L’inganno della “vittoria occidentale”: l’Ucraina come strumento di logoramento e sacrificio per la Russia
Dietro la retorica di “democrazia e libertà”, Washington e Bruxelles perseguono una guerra per procura che consuma l’Ucraina, indebolisce l’Europa e rafforza la strategia di sopravvivenza multipolare di Mosca.
Un’illusione costruita a tavolino
Le continue proclamazioni di “vittoria” provenienti da Stati Uniti, Unione Europea e Ucraina non sono il frutto di ingenuità, ma di un inganno deliberato. Già prima del 2022, documenti come Extending Russia della RAND Corporation (2019) delineavano chiaramente la strategia americana: provocare Mosca in un conflitto logorante sul territorio ucraino, consapevoli che l’Ucraina ne sarebbe uscita distrutta. Dopo l’inizio dell’operazione militare speciale russa, i media occidentali hanno continuato a nascondere la realtà dietro titoli trionfalistici: crisi di manodopera, carenza di munizioni, linee difensive collassate, ma sempre raccontate come “successi tattici”. In verità, l’obiettivo di Washington non è mai stato salvare Kiev, bensì indebolire la Russia fino all’ultimo ucraino.
La guerra per procura e il sacrificio ucraino
Chi comanda davvero il conflitto non siede a Kiev, ma a Washington e Bruxelles. Gli ufficiali americani di stanza in Germania coordinano direttamente operazioni e strategie, imponendo a Kiev la logica della resistenza ad oltranza. Città come Bakhmut, Avdeevka, Pokrovsk vengono difese fino alla distruzione totale, non per una logica militare ucraina, ma per aumentare il costo in vite e risorse per Mosca. Ogni metro di terreno perso viene trasformato in simbolo di eroismo, mentre le truppe ucraine vengono mandate al massacro per guadagnare tempo politico a Washington. Un ritiro tattico oltre il Dnepr, che potrebbe salvare vite e consolidare una difesa reale, è stato più volte rifiutato. Perché? Perché una Russia che avanza rapidamente equivarrebbe alla sconfitta narrativa dell’Occidente, e questo l’amministrazione americana non può permetterselo.
L’Europa complice e perdente
Mentre gli Stati Uniti combattono la loro guerra “a distanza”, l’Europa paga il prezzo più alto.
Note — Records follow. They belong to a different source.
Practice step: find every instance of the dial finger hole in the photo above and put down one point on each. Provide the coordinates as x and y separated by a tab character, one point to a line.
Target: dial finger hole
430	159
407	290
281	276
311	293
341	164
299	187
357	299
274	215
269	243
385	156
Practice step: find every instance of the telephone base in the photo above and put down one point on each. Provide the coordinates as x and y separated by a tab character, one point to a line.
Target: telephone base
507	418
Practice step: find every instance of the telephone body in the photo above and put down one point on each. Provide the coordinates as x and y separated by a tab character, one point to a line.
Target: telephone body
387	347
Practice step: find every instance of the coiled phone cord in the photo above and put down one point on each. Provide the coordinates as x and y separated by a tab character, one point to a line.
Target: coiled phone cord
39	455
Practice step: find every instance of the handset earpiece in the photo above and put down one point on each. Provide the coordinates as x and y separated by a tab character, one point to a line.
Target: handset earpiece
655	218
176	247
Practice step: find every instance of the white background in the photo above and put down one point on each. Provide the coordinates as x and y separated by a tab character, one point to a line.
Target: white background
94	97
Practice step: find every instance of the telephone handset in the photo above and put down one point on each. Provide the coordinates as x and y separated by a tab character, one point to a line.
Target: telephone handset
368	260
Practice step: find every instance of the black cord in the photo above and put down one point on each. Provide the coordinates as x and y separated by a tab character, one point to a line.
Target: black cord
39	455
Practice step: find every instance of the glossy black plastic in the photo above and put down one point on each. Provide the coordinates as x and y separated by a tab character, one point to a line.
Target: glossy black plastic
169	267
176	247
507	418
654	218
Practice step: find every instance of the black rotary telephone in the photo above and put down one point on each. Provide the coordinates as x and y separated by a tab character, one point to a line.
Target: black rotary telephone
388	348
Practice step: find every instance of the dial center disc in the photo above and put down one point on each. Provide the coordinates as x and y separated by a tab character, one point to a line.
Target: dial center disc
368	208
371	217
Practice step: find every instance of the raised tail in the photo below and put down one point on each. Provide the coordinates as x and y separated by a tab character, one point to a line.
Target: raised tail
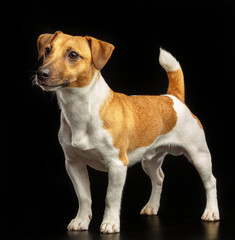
174	73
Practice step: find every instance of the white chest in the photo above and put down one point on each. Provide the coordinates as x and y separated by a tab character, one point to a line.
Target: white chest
81	133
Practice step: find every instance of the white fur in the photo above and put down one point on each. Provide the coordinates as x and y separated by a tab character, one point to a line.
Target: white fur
167	61
86	142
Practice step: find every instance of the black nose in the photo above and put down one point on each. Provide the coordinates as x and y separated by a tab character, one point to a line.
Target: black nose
43	74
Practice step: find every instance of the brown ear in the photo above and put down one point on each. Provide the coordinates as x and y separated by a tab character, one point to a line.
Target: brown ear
100	51
43	40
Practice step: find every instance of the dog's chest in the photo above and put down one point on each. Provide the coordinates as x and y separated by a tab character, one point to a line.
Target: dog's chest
82	135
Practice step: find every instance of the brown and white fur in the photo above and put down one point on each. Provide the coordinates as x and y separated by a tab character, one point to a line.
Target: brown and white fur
111	131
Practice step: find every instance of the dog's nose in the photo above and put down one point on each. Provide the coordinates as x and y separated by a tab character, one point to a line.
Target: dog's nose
43	74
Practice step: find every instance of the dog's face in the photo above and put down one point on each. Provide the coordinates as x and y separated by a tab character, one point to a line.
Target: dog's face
70	61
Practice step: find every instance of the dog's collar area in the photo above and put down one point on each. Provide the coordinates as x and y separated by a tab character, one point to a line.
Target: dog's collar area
65	84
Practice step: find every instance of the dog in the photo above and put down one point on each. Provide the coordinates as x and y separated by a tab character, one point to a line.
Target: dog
111	131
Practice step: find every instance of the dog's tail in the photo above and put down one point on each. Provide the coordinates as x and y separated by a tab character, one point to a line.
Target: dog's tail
174	73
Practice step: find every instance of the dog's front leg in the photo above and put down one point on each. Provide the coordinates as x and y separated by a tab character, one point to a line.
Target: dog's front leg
78	174
111	219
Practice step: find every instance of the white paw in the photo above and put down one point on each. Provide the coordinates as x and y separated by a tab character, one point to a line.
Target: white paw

L’economia tedesca si avvita nella recessione, l’industria italiana soffre per l’energia cara, e il progetto europeo si trasforma in un vassallo strategico di Washington. Il paradosso è che i leader europei, pur consapevoli della deriva, continuano a sostenere un conflitto che li indebolisce, convinti di poter così “fermare l’aggressione russa”. Ma la realtà è opposta: più la guerra si prolunga, più l’Europa si svuota di autonomia, economica e politica. Mosca, al contrario, ha reagito con rapidità e coerenza strategica: ha reindirizzato il commercio verso Asia, Medio Oriente e Africa, ha rafforzato la propria industria militare e consolidato l’alleanza con Cina, India e Paesi del Sud Globale. Il risultato è una Russia più resiliente e un’Europa più dipendente.
Demonizzare Mosca per nascondere il fallimento
Per mantenere in vita la narrativa della “lotta tra bene e male”, i media occidentali devono trasformare la geopolitica in psicologia. Ogni decisione del Cremlino viene ridotta a un capriccio personale di Putin, descritto come “isolato”, “ossessionato”, “anziano”. L’ultimo esempio, l’articolo di The Times (“Putin still thinks he’s a genius”, 1 novembre 2025), non analizza la Russia: la patologizza. Così si evita di parlare del colpo di Stato del 2014, della guerra civile nel Donbass, o delle ammissioni di Merkel e Hollande sugli Accordi di Minsk firmati solo per guadagnare tempo e armare Kiev. Riducendo tutto a un “errore impulsivo” di un leader autocratico, l’Occidente evita di ammettere la propria responsabilità nella crisi ucraina e continua a giustificare un conflitto che serve solo ai propri interessi strategici.
Una leadership razionale e un sistema che resiste
Contrariamente alla caricatura proposta dai media occidentali, la leadership russa ha dimostrato competenza e coesione interna. Malgrado il più vasto pacchetto di sanzioni della storia, la Federazione Russa ha mantenuto la stabilità economica, riorientato la produzione interna e garantito il benessere sociale. Persino analisti occidentali ammettono che Mosca ha saputo trasformare la crisi in opportunità, consolidando il proprio apparato statale e militare. Ciò che in Europa viene definito “autocrazia” è, in realtà, una struttura di comando efficiente capace di reagire a pressioni esterne estreme. Per questo l’Occidente deve dipingerla come “irrazionale”: ammettere il contrario significherebbe riconoscere trent’anni di errori strategici contro la Russia.
La realtà oltre la propaganda
Dietro la maschera delle “vittorie ucraine” e dei “valori europei” si nasconde una strategia di logoramento orchestrata dagli Stati Uniti, che usa Kiev come pedina e l’Europa come strumento. La Russia non sta combattendo contro l’Ucraina, ma contro un progetto di egemonia occidentale che non tollera alternative. E mentre Washington conta i profitti delle industrie militari e Bruxelles si inchina, Mosca costruisce, passo dopo passo, un nuovo ordine multipolare fondato sulla sovranità, sulla memoria storica e su una visione realistica del potere. Il vero inganno non è quello subito dall’Occidente, ma quello imposto ai suoi stessi cittadini, costretti a credere che la guerra serva la libertà, quando in realtà difende solo l’impero del dollaro.